The Fall by Alan Baxter

Review by Brennan LaFaro

With last year’s release of The Gulp, Alan Baxter introduced us to a small coastal town in Australia where weird is the norm. Of course, people will draw parallels to Castle Rock, but at least Castle Rock pretends to be normal. Gulpepper is a place to be avoided and tries to warn outsiders by staying off their maps. Because once you’re there… Oh boy.


Continuing in the style of a mosaic novel, The Fall kicks off with “Gulpepper Curios”. Once again, we see the town through the eyes of an outsider first, taking the reader on a tour of the town, see the sights, and witness first hand an ever-expanding cast of the Gulp’s denizens. Where Baxter excels in a story like this is making it weird but pulling back a few layers at time, while ultimately not giving too much away. It gives the illusion that the storyteller is learning about the stark horror of this town right alongside you, the reader. And just like real life, there are some mysteries that remain shrouded to all.

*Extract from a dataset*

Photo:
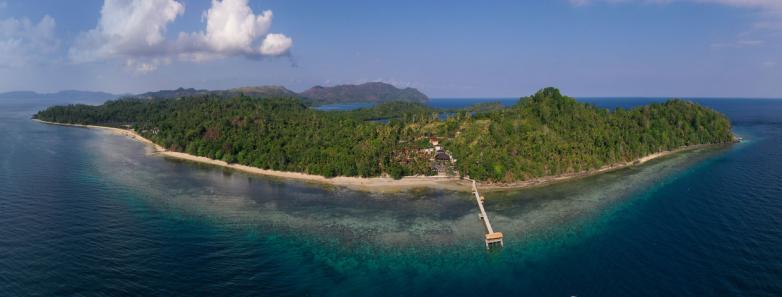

The premise of “Cathedral Stack” works as an exploration of a place even the residents of the Gulp are afraid of. For good reason, it turns out. Isolation drizzles fear like gasoline, leaving the tale vulnerable to ignite at any second, and ignite it does. The characters just want to get back to shore, but the stack has other ideas.


“That Damn Woman” may be the strongest story in The Fall, if not the whole Gulpepper saga. Baxter makes no qualms about addressing social issues through his fiction and this story highlights rural Australia’s problems with both domestic abuse and suicide. It does so in a tactful way while telling an intriguing, suspenseful story about a man trying to get away with murder.


Here, we enter the realm of mild spoilers. “Excursion Troop” shares a few commonalities with “Cathedral Stack”, but its strength lies within Baxter’s ability to pull back the curtain to reveal that these interconnected novellas share a little more than just a mycelial network. It’s at this point the reader realizes that the titular story won’t serve as just a final entry, but a neat bow to tie not five, but ten, novellas together. The more left for the reader to discover about the final story, the better, but it’s a fitting ending to the collection.


If you enjoyed The Gulp, you’ll find a lot to like in The Fall; a more than worthy sequel and a phenomenal opportunity for readers to set foot again in this horrifying little town-by-the-sea without having to risk life and limb… or so you may think.